Wir stehen alle vor riesigen Herausforderungen, bei denen wir auch auf Bundesentscheidungen „warten“, wie etwa im Sanierungsbereich. Wenn wir in Wien bis 2040 aus Gas aussteigen wollen, brauchen wir aber vor allem das Erneuerbare Wärme-Gesetz als wichtige Basis, auf der dann das Land weiter agieren kann. Ein großes Thema in Wien, denn im Unterschied zu den Bundesländern gibt es sehr viele Mehrparteienhäuser, die viel langsamer umgerüstet werden. Wir selbst haben mit der „Hauskunft“ ein Front-Office, mit der wir Ein- und Mehrfamilienparteienbesitzer oder auch Hausverwaltungen in Sanierungsangelegenheiten beraten, um den Zielen näher zu kommen.

Aus Öl und Gas müssen wir ohnehin raus. Wo sehen Sie den größten Hebel, um klimafit zu werden?

Wir müssen mehrere Strategien gleichzeitig fahren. Das passt gut zum Wohnfonds, weil es einen Neubau- und einen Sanierungsschwerpunkt gibt. Im Neubau tun wir uns wesentlich leichter, neue Energiekonzepte, Bauformen oder Baumaterialien einzusetzen bzw. bei größeren Entwicklungsprojekten werden wir durch technologische Innovationen und gesellschaftliche Weiterentwicklung sichtbaren Fortschritt in der Stadtentwicklung haben. Es gib aber einen wesentlichen Teil an Bestandsobjekten aus der Gründerzeit, den 50er/60er-Jahren bis hin zu den 80er/90er-Jahre oder auch Betriebseinrichtungen, wo vielfach nachgerüstet werden muss, auch mit Förderungen. Das gute und strenge Mietrecht macht es aber schwierig, Anschlussmöglichkeiten kurzfristig zu realisieren. Es müssen Basiseintrittshürden überwunden werden, ergänzend zum Erneuerbare Wärme-Gesetz.

Die Frage ist ja, inwieweit das leistbar bleibt. Wie kann der Zugang sichergestellt werden?

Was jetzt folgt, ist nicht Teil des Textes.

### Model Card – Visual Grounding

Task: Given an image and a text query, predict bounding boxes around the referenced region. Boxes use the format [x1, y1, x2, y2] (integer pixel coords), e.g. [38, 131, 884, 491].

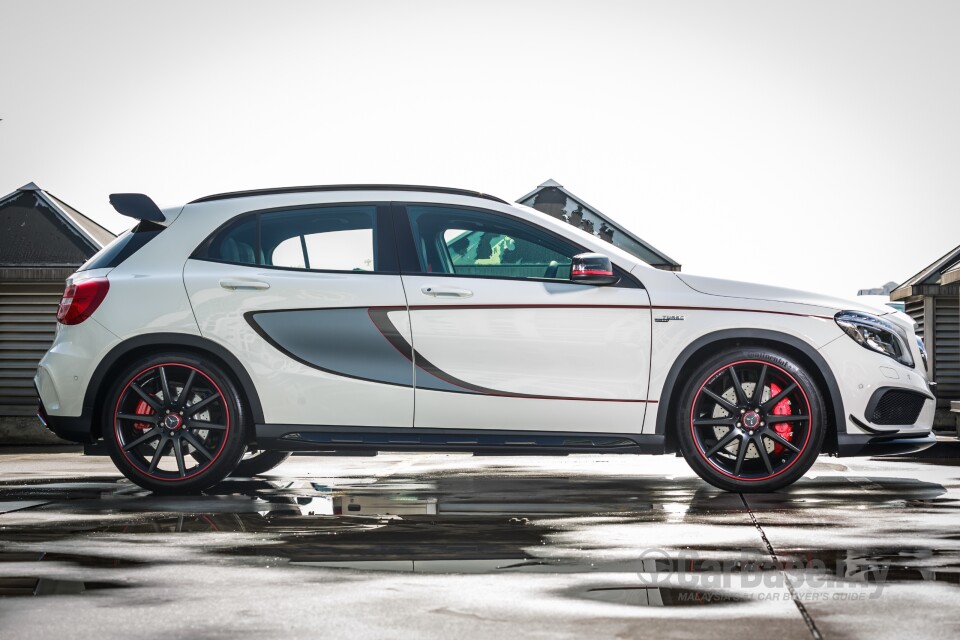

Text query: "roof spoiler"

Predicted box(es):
[110, 193, 167, 224]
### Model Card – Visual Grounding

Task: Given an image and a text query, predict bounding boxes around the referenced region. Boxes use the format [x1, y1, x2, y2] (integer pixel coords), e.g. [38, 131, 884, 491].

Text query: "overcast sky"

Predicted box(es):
[0, 0, 960, 297]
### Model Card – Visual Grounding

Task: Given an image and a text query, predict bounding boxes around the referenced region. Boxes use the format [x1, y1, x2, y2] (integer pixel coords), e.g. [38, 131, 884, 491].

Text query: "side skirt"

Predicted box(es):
[256, 424, 665, 455]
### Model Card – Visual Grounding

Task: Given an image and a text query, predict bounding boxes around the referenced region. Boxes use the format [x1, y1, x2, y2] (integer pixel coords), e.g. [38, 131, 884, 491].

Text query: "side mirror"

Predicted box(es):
[570, 253, 620, 287]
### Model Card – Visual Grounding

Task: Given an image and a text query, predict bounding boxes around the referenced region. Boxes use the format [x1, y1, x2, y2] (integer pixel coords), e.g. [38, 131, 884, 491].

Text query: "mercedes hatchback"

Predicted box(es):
[35, 185, 935, 492]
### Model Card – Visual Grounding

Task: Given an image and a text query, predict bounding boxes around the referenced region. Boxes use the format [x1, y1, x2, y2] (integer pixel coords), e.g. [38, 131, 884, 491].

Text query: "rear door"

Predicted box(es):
[397, 204, 650, 433]
[184, 203, 414, 427]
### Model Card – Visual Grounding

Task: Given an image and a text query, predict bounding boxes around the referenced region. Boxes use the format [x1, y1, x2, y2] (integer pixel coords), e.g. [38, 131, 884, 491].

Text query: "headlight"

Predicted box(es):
[835, 311, 913, 367]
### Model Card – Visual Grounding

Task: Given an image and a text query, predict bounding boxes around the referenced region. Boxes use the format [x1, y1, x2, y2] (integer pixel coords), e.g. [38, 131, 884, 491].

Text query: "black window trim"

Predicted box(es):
[390, 200, 646, 289]
[189, 201, 401, 276]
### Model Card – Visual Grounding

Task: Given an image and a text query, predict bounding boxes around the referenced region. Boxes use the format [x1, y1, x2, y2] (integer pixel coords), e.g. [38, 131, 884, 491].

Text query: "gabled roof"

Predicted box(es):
[0, 182, 116, 267]
[890, 247, 960, 300]
[517, 180, 680, 271]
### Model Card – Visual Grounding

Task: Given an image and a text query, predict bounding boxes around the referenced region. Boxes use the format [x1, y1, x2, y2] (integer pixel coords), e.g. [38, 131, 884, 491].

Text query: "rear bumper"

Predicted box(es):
[37, 400, 93, 443]
[837, 431, 937, 458]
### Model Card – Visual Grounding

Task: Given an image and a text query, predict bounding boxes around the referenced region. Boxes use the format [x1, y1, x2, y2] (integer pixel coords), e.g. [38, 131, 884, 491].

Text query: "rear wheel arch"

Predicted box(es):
[83, 333, 264, 439]
[655, 329, 846, 453]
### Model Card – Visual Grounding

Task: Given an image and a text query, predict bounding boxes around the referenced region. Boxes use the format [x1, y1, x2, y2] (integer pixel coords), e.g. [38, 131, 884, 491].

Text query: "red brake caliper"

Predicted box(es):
[133, 400, 153, 429]
[770, 382, 793, 455]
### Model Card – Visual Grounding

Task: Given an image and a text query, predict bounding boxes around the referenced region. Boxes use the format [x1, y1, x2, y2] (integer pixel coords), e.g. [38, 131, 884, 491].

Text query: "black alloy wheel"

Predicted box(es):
[677, 349, 825, 492]
[103, 354, 246, 493]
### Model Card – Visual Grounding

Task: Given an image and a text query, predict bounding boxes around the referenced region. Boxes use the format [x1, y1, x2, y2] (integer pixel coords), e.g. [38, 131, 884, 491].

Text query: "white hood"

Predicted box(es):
[676, 273, 894, 316]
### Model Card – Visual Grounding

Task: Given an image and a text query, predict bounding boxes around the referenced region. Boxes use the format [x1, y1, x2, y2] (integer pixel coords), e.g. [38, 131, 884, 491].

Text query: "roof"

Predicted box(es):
[890, 247, 960, 300]
[517, 180, 680, 271]
[0, 182, 116, 268]
[188, 184, 507, 204]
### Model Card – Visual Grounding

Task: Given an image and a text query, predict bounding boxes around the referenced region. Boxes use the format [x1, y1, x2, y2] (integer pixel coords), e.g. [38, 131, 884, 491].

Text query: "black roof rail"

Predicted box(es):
[187, 184, 510, 204]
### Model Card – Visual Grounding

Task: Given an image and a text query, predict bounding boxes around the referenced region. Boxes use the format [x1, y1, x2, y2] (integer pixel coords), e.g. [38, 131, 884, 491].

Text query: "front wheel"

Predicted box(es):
[103, 353, 247, 493]
[677, 348, 826, 492]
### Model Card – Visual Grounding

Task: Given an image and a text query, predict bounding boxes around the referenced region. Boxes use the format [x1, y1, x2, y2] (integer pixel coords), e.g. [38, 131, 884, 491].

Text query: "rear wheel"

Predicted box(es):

Man muss Entwicklung zulassen, um leistbaren Wohnraum zu bekommen. Da hat Wien in Planung und Wohnbaupolitik eine lange Kontinuität, auch in der Umsetzung. Die Nachfrage ist immens, das Angebot muss gesteigert werden, da sind wir aber auf einem guten Weg. Das bedeutet auch nicht immer nur auf der grünen Wiese. Es gibt aber auch Transformationsflächen, etwa das Sophienspital im siebten Bezirk. Eine wahre Cashcow am Immobilienmarkt, doch die Stadt hat sich für 100 Prozent geförderten Wohnbau entschieden. Man hat schon noch die Lenkungsinstrumente selbst in der Hand, vor allem auch, weil man Land und Gemeinde in einem ist.

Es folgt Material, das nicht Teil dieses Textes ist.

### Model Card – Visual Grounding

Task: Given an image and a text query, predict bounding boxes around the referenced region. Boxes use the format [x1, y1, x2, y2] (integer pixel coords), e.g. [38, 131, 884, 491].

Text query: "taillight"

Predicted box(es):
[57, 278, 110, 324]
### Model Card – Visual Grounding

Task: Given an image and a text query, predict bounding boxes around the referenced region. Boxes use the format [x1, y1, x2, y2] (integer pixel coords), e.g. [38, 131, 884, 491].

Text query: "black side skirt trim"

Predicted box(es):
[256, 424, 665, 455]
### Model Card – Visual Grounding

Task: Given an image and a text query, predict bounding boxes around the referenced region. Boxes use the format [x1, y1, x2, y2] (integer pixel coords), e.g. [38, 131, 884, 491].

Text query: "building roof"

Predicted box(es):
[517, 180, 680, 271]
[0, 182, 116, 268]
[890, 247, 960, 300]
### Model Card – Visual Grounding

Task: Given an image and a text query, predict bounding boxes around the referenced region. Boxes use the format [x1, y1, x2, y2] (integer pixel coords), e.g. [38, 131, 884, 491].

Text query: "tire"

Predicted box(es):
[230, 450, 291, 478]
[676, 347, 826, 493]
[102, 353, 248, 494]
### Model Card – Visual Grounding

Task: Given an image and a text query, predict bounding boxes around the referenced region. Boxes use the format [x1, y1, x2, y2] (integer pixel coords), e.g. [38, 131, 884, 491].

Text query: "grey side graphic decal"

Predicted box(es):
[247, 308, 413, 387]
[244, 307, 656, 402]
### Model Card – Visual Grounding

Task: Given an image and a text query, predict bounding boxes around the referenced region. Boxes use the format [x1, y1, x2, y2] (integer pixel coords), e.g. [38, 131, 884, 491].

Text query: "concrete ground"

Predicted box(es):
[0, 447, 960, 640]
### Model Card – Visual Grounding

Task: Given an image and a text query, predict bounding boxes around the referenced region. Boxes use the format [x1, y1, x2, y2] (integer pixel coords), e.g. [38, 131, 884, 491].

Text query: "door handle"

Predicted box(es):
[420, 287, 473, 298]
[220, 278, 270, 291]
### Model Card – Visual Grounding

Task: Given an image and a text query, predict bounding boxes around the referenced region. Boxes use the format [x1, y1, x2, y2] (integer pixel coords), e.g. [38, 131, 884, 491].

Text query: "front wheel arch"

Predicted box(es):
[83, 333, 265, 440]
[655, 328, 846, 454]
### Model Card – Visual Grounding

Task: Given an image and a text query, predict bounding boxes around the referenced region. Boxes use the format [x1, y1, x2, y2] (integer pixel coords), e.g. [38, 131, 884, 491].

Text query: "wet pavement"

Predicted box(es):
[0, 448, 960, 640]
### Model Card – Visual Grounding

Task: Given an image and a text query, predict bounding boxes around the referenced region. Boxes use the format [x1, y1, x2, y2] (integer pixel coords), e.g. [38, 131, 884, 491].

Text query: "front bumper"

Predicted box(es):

Wien hat also einen besonderen Fonds geschaffen …

Unabhängig von den Förderlinien ist Grund und Boden das Thema. Wir sind eine der Speerspitzen der Wiener Bodenbevorratung und werden national und international dafür beneidet. Die Stadt hat früh erkannt, wie wichtig die Bodenbevorratung ist und hat daher einen eigenen Fonds mit Grundkapital ausgestattet. Es ist sensationell, wie viele Flächen in der Stadt der Stadt selbst gehören. So kann man Grund und Boden zu vernünftigen Preisen zur Verfügung stellten.